Später schickte man uns mit den abgelegten Schulranzen der großen Geschwister in die Schule. Von wegen rosarote Markenranzen mit passenden Mäppchen! Zu Fuß mussten wir gehen, wir Armen! Oh, was würden die I-Dötzchen von heute mosern, wenn Mami sie nicht mit dem Auto zur Bushaltestelle hinter der nächsten Straßenecke fahren würde. Schön gekleidet mit Markenklamotten und mit Gel behandelten Haaren, das Handy in der Jackentasche, damit... oh, es könnte doch etwas passieren! Und man stelle sich vor, so ein Kind würde aus dem Bus steigen und Mama oder Papa hielten nicht mit dem Auto da. Nein, das ginge ja gar nicht, deshalb, so ein Handy muss das Kind schon haben.

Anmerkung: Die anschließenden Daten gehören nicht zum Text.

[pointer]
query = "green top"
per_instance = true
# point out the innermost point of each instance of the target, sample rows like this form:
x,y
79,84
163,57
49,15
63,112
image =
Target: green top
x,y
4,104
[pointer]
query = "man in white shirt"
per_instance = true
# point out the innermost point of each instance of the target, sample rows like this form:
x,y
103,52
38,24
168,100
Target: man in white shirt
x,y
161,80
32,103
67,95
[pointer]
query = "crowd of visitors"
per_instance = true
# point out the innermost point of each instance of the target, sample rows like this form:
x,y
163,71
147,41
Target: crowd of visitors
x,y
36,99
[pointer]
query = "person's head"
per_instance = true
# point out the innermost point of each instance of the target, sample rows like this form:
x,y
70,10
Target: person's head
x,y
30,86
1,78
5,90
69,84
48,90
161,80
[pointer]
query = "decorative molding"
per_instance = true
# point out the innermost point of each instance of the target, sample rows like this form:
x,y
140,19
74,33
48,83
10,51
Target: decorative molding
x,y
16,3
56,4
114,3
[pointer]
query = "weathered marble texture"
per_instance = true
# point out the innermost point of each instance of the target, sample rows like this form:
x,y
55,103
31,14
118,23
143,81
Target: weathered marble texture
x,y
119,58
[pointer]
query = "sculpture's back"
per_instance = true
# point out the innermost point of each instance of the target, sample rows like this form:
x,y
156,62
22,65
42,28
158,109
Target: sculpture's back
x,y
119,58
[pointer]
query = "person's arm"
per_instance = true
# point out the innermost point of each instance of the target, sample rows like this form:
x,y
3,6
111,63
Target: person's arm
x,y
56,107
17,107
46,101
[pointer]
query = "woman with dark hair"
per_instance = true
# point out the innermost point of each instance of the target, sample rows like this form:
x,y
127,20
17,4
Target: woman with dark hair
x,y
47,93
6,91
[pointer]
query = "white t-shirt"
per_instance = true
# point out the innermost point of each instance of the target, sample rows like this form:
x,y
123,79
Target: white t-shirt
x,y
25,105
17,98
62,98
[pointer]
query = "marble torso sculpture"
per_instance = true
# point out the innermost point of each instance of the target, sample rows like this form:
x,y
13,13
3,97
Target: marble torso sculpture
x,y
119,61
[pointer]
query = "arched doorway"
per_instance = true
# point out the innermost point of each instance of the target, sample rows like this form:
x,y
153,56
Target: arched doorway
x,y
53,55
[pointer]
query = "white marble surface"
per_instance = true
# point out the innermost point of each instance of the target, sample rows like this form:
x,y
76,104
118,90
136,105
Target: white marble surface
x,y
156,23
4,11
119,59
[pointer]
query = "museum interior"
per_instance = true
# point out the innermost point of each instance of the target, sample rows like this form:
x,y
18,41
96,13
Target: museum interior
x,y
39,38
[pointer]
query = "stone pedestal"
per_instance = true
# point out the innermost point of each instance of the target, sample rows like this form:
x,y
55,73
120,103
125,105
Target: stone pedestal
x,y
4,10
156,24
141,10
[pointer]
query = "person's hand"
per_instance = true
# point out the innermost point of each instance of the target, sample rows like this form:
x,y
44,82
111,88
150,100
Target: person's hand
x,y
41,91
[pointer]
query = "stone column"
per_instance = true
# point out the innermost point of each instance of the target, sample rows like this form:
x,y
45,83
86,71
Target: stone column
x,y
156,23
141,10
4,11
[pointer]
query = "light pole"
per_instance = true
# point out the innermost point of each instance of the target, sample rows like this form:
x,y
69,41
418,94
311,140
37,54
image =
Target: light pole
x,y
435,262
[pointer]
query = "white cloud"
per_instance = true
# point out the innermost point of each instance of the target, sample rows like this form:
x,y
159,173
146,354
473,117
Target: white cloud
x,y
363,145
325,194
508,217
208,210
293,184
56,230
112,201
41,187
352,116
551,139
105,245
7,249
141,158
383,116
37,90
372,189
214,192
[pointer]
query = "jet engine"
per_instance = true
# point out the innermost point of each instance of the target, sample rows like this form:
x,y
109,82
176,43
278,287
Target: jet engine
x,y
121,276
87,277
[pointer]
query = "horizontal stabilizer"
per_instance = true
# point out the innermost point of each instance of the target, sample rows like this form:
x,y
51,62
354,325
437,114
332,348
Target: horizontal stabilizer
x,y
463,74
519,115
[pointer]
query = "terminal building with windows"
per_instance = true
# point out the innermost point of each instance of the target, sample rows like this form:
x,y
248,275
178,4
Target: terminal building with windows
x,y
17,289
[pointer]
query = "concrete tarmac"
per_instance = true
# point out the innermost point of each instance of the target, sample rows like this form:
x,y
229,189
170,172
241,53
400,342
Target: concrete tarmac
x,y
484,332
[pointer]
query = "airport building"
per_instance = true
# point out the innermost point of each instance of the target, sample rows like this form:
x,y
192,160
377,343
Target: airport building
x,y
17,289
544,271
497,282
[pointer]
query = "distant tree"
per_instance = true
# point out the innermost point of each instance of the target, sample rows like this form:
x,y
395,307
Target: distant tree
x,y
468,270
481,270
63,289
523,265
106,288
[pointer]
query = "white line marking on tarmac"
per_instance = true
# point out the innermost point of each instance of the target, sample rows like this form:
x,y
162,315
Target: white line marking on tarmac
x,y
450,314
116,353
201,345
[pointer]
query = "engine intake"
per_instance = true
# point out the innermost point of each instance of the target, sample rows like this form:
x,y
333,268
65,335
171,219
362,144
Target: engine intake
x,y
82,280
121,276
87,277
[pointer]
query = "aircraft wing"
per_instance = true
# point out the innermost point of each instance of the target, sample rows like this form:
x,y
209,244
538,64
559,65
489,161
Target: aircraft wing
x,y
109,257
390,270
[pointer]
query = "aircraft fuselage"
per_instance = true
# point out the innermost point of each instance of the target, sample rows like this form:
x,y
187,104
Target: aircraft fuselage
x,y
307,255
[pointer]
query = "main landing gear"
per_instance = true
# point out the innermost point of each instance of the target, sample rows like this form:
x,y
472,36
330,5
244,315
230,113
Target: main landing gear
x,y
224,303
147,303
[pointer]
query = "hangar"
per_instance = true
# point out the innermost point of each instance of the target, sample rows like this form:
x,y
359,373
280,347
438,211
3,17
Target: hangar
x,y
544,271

Wir hatten keines, wir Armen. Wussten nicht einmal, dass es so etwas jemals geben würde. Markenklamotten waren für uns kein Thema. Auch keine Bio-Müsliriegel und isotonischen Getränke oder Schorlen in Dosen und Plastikflaschen. Wenn wir Durst hatten, hielten wir den Mund unter den Wasserhahn. Wenn wir in der Schule schlechte Noten hatten, schimpften unsere Eltern mit uns und nicht - wie heute - mit den Lehrern. Man schickte uns keine Super-Nanny ins Haus, wenn wir frech waren, sondern wir bekamen eine hinter die Ohren. Unsere Eltern konnten sich in Erziehungsfragen nicht einmal Rat bei Fernsehsendern oder im Internet holen. Ach je, was waren wir arm! Wir mussten uns damals tatsächlich noch von Mund zu Mund unterhalten, denn in Ermangelung eines Handys konnten wir natürlich auch keine SMS und Whats-app-Nachrichten schicken. Mails natürlich auch nicht, denn Computer waren noch nicht erfunden. Nicht einmal Telefon hatten wir im Haus. Wenn wir mit unseren Freundinnen reden wollten, mussten wir hingehen! Zu Fuß! Man konnte uns nicht auf Facebook ,adden' und ,liken' und wir konnten auch nicht ,posten', dass wir müde sind und ins Bett gehen. Apropos ins Bett gehen: Fernsehen hatten wir natürlich auch keines im Schlafzimmer. Kein Notebook, kein I-Pod, kein E-Book-Reader, keine Stereo-Anlage mit Kopfhörern, nicht einmal Heizung. Im Winter konnten wir höchstens die Eisblumen am Fenster anhauchen und im Mai vor dem Maialtärchen für uns armen Sünder zur Muttergottes beten. Keine Pizza wurde uns ins Haus gebracht, keinen Döner konnten wir kaufen und weder von Kötbüllars bei Ikea noch von Bic-Macs von Mac Donalds hatten wir je gehört. Wir ernährten uns von dem, was Mutter frisch kochte. Vom Fleisch unserer Schweine und Rinder, dem Gemüse aus dem Garten, den Kartoffeln vom Feld und vom Obst unserer Bäume. Ganz ohne Fertiggewürz, Hefeextrakt, künstliche Farbstoffe, Glutamat und all solche Sachen. Oktoberfeste mit Dirndl, Humptatamusik und Komasaufen oder Halloween mit horrormäßigen Geisterspukevents kannten wir als Jugendliche nicht. Fastnacht wurde an Fastnacht gefeiert und nicht schon am 11.11. und unsere Weihnachtsbäume standen erst an Weihnachten in der guten Stube und nicht bereits vor dem 1. Advent. Dann gab es auch erst Plätzchen und Lebkuchen und nicht bereits ab September in allen Supermärkten. Von Weihnachtsgeschenken will ich gar nicht erst reden. Oh je, wie sind wir damaligen Eifelkinder nur groß geworden? Wir waren doch sooooo arm! Oder etwa nicht?